Thanks You for Your help, I will try that // Mats
Thanks for Your help, // Mats
A better source would be: spirixcode
Sorry Jim. The link I gave is what Google found for me. Tx for the better link
Rats!! Now it’s bothering me because I know I did one 11 years ago (SU 5.0.262) without using any plugins, and I can’t remember what I did.
So, this should be a challenge for the masters: Make a helix without using a plugin in the simplest way possible.
VERY elegant and very quick, @DaveR. Brilliant.
Yes, that’s it. I remembered something about twisting a cylinder, but couldn’t remember the rest. Thanks.
Here’s a version with a twist in the tail.
People often forget Fredo’s excellent CurviShear.
Since the OP asked how to create a spiral (not a helix), I thought I would chip in:
Can it be done with 3-point arc tool?:
The catch lies in adjusting the height of the cilinder, it needs to be the length of a segment, not?
@MikeWayzovski, I’m sorry to say that this is’t going to work accurately Mike.
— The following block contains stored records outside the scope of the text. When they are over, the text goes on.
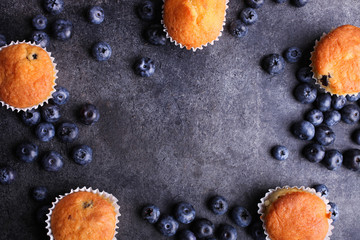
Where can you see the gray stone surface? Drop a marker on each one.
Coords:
(203, 124)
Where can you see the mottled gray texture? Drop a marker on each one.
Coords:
(202, 125)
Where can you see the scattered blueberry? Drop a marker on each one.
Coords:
(45, 131)
(241, 216)
(27, 152)
(52, 161)
(324, 135)
(218, 205)
(167, 225)
(145, 67)
(101, 51)
(150, 213)
(82, 154)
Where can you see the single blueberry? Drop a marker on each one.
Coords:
(67, 132)
(145, 67)
(7, 175)
(314, 152)
(45, 131)
(241, 216)
(280, 153)
(62, 29)
(303, 130)
(218, 205)
(150, 213)
(31, 117)
(273, 64)
(89, 114)
(184, 212)
(305, 93)
(27, 152)
(167, 225)
(39, 193)
(96, 15)
(248, 16)
(52, 161)
(332, 159)
(226, 232)
(350, 113)
(54, 7)
(82, 154)
(39, 22)
(50, 113)
(101, 51)
(238, 29)
(324, 135)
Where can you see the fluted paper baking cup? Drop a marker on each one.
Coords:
(264, 202)
(202, 46)
(53, 88)
(103, 194)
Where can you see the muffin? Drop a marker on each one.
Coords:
(194, 23)
(27, 76)
(83, 214)
(335, 61)
(295, 213)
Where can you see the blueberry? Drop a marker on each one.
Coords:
(145, 67)
(304, 75)
(350, 113)
(203, 228)
(96, 15)
(315, 117)
(241, 216)
(167, 225)
(273, 64)
(27, 152)
(332, 159)
(352, 159)
(238, 29)
(39, 193)
(54, 7)
(7, 175)
(101, 51)
(303, 130)
(324, 135)
(155, 35)
(323, 102)
(305, 93)
(40, 38)
(39, 22)
(218, 205)
(338, 102)
(31, 117)
(314, 152)
(62, 29)
(321, 188)
(82, 154)
(292, 54)
(334, 211)
(52, 161)
(184, 212)
(45, 131)
(67, 132)
(280, 153)
(150, 213)
(50, 113)
(89, 114)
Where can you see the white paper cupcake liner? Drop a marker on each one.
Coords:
(264, 202)
(103, 194)
(183, 46)
(53, 89)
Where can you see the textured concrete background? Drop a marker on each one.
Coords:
(202, 125)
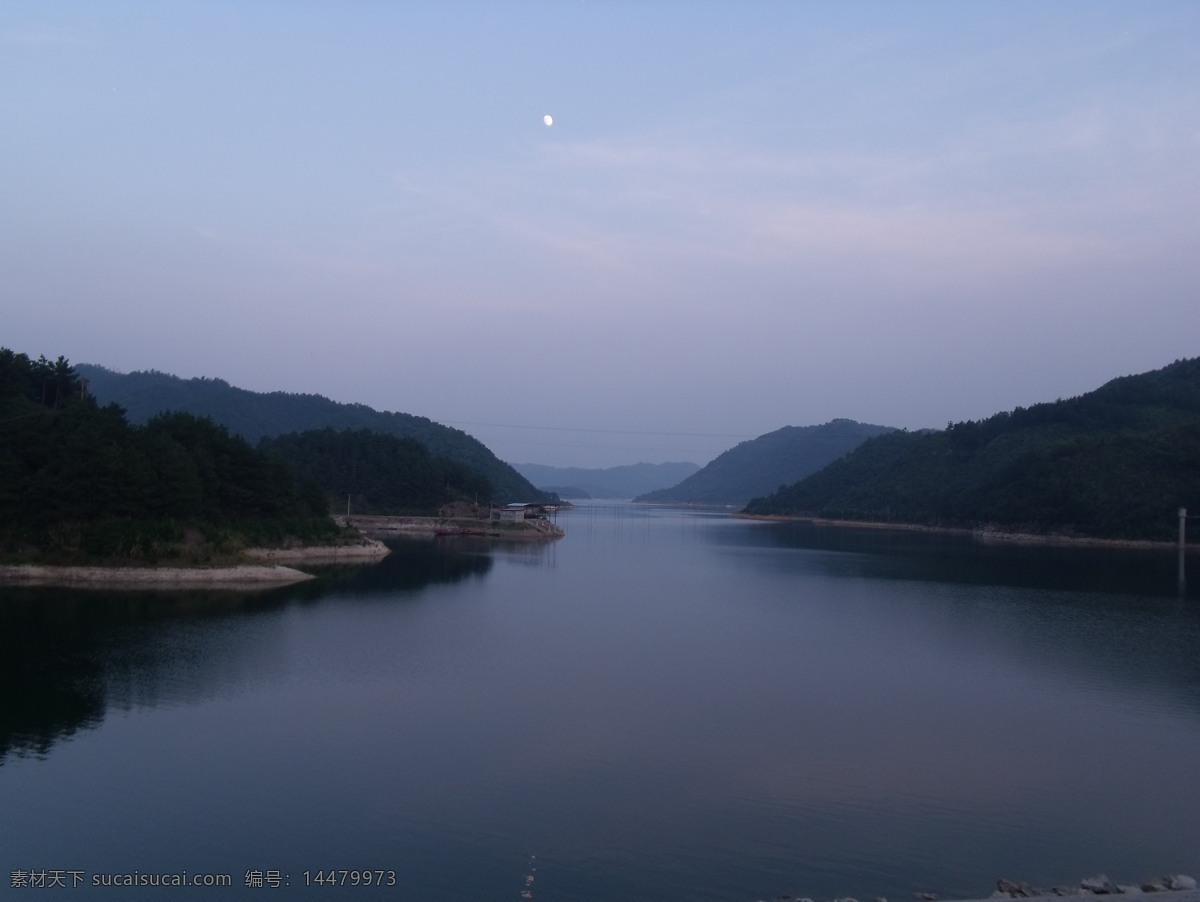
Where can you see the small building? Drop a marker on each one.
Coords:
(516, 511)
All vertices aren’t at equal distance from the center line. Nor do all the segments have an equal slope.
Oops!! Need to be half the height, then? What is the catch?
No, Any two or more subsequent (connected) segments will face this problem when trying to solve this by simply rotating that curve. Each segment ought to have the same angle of rotation which can’t be done in one operation. So each segment needs to be rotated separately. Getting you to the previously presented methods, either manually or by extension.
Try and compare a rotated part of a circle v.s. using Curvishear (see quote below) on that same circular curve.
Zoom in on the two resulted curves to notice the difference.
Kloink!
Penny dropped!!